I am late with this post. I have been trying to write it for two days. As I have mentioned, I have spent the last three months organizing an event in the Toronto area. It was a two week series of workshops, dinners, tastings and classes which culminated in the Toronto premiere screening of the documentary Fresh last Thursday night.
Fresh is a new documentary by Ana Joanes that examines the consequences of our industrial food system and offers a practical alternative for how we grow, buy and eat our food. Some of the people featured in the film are urban farmer and activist, Will Allen, sustainable farmer and entrepreneur, Joel Salatin (made famous by Michael Pollan’s book, The Omnivore’s Dilemma) and supermarket owner, David Ball, who challenges our Walmart dominated society.
I wanted to write on Thursday night right after the screening, and then I tried again yesterday, but I am having a hard time. I am finding it hard to sum up the evening and the finale of the Toronto FRESH Event.
Was it a success? Yes! Did it meet my expectations? Yes and then some. I think the reason why I am having such a hard time is that once it was over I started to think about what should happen next.
The movie is only being distributed through grass-roots community driven initiatives with the intention of sparking local activity. Thursday's screening was followed by a panel discussion with some of Toronto’s leading food activists. The main topic of discussion was what could be done in our area to advance the cause for local, sustainable and accessible food resources. As you would expect, there was no easy answer, no single action that could satisfy that question. In fact, what struck me the most was how many different initiatives are underway and how they are all moving towards the same goal.
In attendance were urban farmers, community activists, teachers, chefs, city planners all looking at the issue from their own point of view. Possibly the most heartening aspect of this movement is that it can be advanced through so many different avenues, most likely because it affects so many different aspects of our society.
Food is not just fuel. Where it comes from, how it is produced, who can buy it and how it gets to your table impacts so many areas of our lives and our society. There are environmental, health-care, economic and social implications to our choices. No one person can tackle them all. For me the good news is that there are a lot of dedicated people in the Toronto area and a lot of initiatives already underway.
So then the question comes, where do I fit in to all of this and how do I keep active? I am so pleased I had a chance to screen this movie and be part of an event that provided a forum for discussion and communion but I want to figure out how to keep going.
Then my neighbour, Lindsay, came up to me yesterday. She had seen the film on Thursday and was clearly moved by the experience. She started to tell me what she had done already, how she had contacted friends and how she had made different choices when she went shopping the next day. She helped me to remember that small acts and individual choices can have a big impact.

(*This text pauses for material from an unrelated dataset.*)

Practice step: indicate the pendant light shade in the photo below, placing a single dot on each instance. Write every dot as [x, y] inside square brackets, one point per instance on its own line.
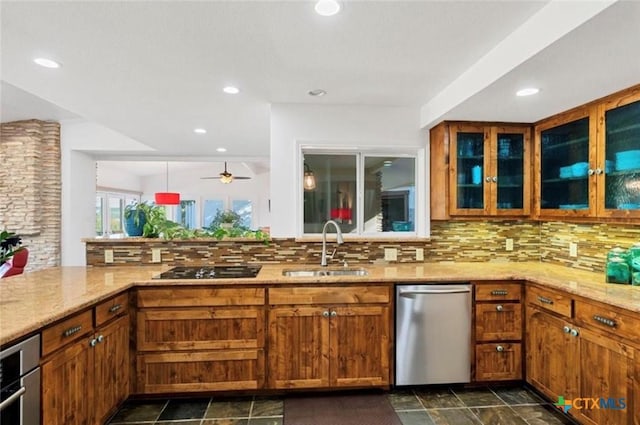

Lindsay and I are continuing the discussion. We are looking at what we can do in our own neighbourhood, including things as simple as getting together with our neighbours over a meal and sharing the experience of good food.
So that is how I will start. I am committed to continuing with the larger advocacy groups and with the activists that I met in the course of organizing this event. But, I will also value the small changes that I can make at home and the power of actions I take right in my own neighbourhood and on my own street.
If you want to host a screening in your own area contact the people at freshthemovie.com. At the very least I think you will be amazed by the power of food to bring people together, to spark discussion and build community bonds. It is a very rewarding experience to be a part of something like that.